Kiel. Nach einer fast zweistündigen Debatte hat der schleswig-holsteinische Landtag einen Beratungsprozess in Gang gesetzt, an dessen Ende eine kleine Wahlrevolution stehen könnte. Für den Antrag „Demokratie lebt von Beteiligung“ stimmten am Freitag die Abgeordneten von CDU, SPD, Grüne und SSW. Ziel dieses Antrags ist es, die seit Jahrzehnten sinkende Wahlbeteiligung wieder anzuheben. Unter anderem soll geprüft werden, ob die Öffnungszeiten der Wahllokale verlängert wird, ob zusätzlich zum traditionellen Wahlsonntag auch am Montag gewählt werden kann und ob mobile Wahllokale sinnvoll sind, die in Einkaufszentren und an Bahnhöfen aufgebaut werden.

Sprecher aller Fraktionen waren sich einig in der Einschätzung, dass zeitliche Veränderungen beim Wahlvorgang allein nicht ausreichen, um die Wahlmüdigkeit zu bekämpfen. Eka von Kalben, die Fraktionsvorsitzende der Grünen, sagte: „Diejenigen, die das Vertrauen in die Politik verloren haben, die gewinnen wir mit dem Antrag nicht zurück. Aber er ist ein Mosaikstein, ein erster Schritt.“ Der Ministerpräsident Torsten Albig (SPD) begrüßte die Debatte und fordert die Landtagsabgeordneten auf, selbstbewusster für die Werte und die Qualität der Demokratie einzutreten. Er habe nicht das Gefühl, dass zu harte Debatten im Kieler Landtag zur Wahlmüdigkeit beitragen würden. „Da darf ruhig noch ein bisschen mehr Schmackes reinkommen“, sagte er.

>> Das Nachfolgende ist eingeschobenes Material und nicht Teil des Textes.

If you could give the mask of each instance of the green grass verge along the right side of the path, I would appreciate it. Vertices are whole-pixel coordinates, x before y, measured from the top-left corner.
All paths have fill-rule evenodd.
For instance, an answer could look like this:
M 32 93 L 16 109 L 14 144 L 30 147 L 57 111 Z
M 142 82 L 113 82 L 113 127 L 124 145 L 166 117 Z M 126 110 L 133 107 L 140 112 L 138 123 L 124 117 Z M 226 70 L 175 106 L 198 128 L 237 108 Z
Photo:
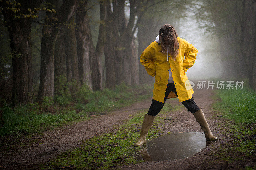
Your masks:
M 227 128 L 223 128 L 223 122 L 219 123 L 219 127 L 224 132 L 231 133 L 234 142 L 221 146 L 215 156 L 228 162 L 252 157 L 256 153 L 256 140 L 252 138 L 256 136 L 255 91 L 248 87 L 218 90 L 216 97 L 221 101 L 213 104 L 213 108 L 222 113 L 224 118 L 231 120 L 225 122 Z

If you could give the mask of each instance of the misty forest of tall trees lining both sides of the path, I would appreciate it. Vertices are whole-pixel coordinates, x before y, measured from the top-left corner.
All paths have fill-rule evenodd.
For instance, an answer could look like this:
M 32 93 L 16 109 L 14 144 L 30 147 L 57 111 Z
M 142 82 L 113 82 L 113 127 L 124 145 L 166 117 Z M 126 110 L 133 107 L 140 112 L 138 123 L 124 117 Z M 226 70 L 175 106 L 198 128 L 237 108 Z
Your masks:
M 150 82 L 140 54 L 159 27 L 178 26 L 188 11 L 217 37 L 222 76 L 248 78 L 255 89 L 253 0 L 1 1 L 1 97 L 42 101 L 58 79 L 91 90 Z

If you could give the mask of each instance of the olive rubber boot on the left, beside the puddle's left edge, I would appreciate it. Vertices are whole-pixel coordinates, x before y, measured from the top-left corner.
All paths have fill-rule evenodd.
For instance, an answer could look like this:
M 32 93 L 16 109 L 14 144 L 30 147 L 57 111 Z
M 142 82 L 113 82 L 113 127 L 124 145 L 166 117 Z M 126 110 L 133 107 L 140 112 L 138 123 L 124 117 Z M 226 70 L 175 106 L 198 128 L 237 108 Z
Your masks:
M 141 146 L 146 143 L 146 136 L 148 135 L 148 130 L 151 128 L 154 119 L 155 119 L 155 116 L 145 114 L 141 131 L 140 131 L 140 138 L 134 144 L 134 146 Z

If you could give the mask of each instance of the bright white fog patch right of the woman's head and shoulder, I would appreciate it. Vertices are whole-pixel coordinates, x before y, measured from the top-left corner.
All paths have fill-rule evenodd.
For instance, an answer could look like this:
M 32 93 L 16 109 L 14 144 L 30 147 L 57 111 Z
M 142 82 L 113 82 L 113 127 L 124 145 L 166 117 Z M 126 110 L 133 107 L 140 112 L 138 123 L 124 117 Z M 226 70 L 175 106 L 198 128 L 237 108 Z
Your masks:
M 199 28 L 193 14 L 180 19 L 179 37 L 187 40 L 198 49 L 196 62 L 186 73 L 192 80 L 211 80 L 223 74 L 221 51 L 218 39 L 214 35 L 204 34 L 205 30 Z

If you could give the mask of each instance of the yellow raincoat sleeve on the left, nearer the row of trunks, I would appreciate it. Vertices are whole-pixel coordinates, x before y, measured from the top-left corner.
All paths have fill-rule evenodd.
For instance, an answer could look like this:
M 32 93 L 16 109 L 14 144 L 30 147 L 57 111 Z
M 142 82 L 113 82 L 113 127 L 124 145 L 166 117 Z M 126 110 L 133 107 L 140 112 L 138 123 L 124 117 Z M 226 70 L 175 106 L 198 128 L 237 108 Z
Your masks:
M 147 73 L 150 76 L 156 75 L 156 65 L 154 63 L 154 59 L 152 56 L 152 52 L 150 51 L 150 47 L 147 47 L 143 53 L 140 55 L 140 63 L 144 65 Z

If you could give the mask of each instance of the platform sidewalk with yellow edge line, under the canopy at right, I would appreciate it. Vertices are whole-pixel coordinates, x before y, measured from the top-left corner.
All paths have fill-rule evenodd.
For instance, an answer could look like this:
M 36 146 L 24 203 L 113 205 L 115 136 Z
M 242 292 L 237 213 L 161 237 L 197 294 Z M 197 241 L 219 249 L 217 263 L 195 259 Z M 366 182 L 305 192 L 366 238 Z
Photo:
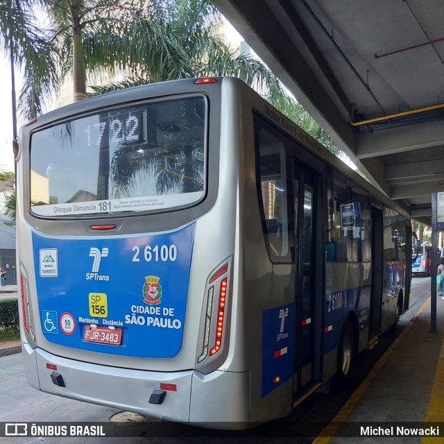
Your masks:
M 428 427 L 444 421 L 444 300 L 436 301 L 436 332 L 430 331 L 431 306 L 428 299 L 323 431 L 325 437 L 316 438 L 314 444 L 355 443 L 356 438 L 345 437 L 343 426 L 390 427 L 404 423 Z M 361 435 L 359 439 L 366 444 L 382 439 L 384 444 L 397 444 L 400 438 Z M 431 439 L 433 443 L 443 442 L 442 436 L 436 438 L 438 441 L 427 436 L 404 436 L 402 442 L 425 444 Z

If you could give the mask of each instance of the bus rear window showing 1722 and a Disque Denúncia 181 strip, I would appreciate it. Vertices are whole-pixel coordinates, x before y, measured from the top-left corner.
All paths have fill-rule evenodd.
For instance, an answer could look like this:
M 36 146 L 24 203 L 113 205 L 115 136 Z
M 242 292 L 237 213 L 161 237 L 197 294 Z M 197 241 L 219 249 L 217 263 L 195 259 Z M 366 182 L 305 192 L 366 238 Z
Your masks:
M 31 136 L 38 216 L 158 212 L 205 194 L 203 96 L 89 114 Z

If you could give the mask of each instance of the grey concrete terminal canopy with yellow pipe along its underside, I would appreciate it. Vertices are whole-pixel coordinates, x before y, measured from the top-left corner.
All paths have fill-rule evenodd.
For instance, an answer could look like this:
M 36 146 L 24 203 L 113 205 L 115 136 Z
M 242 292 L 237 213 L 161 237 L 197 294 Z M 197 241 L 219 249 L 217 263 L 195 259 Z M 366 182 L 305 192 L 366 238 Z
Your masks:
M 442 0 L 213 0 L 366 177 L 430 224 L 444 191 Z

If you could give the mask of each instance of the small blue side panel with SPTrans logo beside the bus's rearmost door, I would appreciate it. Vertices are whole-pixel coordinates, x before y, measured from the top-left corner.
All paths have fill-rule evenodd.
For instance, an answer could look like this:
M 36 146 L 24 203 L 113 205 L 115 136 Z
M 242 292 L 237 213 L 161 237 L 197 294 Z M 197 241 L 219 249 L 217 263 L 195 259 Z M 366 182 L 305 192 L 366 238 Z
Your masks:
M 262 311 L 262 396 L 291 379 L 293 368 L 294 304 Z

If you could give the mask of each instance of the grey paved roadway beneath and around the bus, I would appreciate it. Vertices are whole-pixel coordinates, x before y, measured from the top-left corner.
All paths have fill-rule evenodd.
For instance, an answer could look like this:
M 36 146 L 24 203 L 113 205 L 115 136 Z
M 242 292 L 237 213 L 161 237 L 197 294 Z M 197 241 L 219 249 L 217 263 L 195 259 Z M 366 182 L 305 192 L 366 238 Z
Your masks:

Albig ermahnte auch die Medien, mehr als bisher zu tun. Sie würden zu wenig über Wahlkämpfe berichten, teilweise in Vorwahlzeiten sogar gezielt darauf verzichten. Auch die Kommunalverwaltungen müssten dem politischen Wettstreit mehr Raum geben, so Albig. Auf der Insel Amrum, die sich zur „wahlplakatfreien Zone“ erklärt habe, habe er beim Brötchenkauf eine Verkäuferin gefragt, was sie von der bevorstehenden Landtagswahl halte. „Was für eine Wahl?“, habe die Frau entgegnet. FDP und Piraten lehnten den Antrag ab. Die Piraten setzen stattdessen auf die Erleichterung von Volksabstimmungen. Die FDP, die unlängst aus Verärgerung über das Abstimmungsverhalten der Sozialdemokraten das Pairing-Abkommen aufgekündigt hat, will momentan aus grundsätzlichen Erwägungen nicht gemeinsam mit der SPD votieren.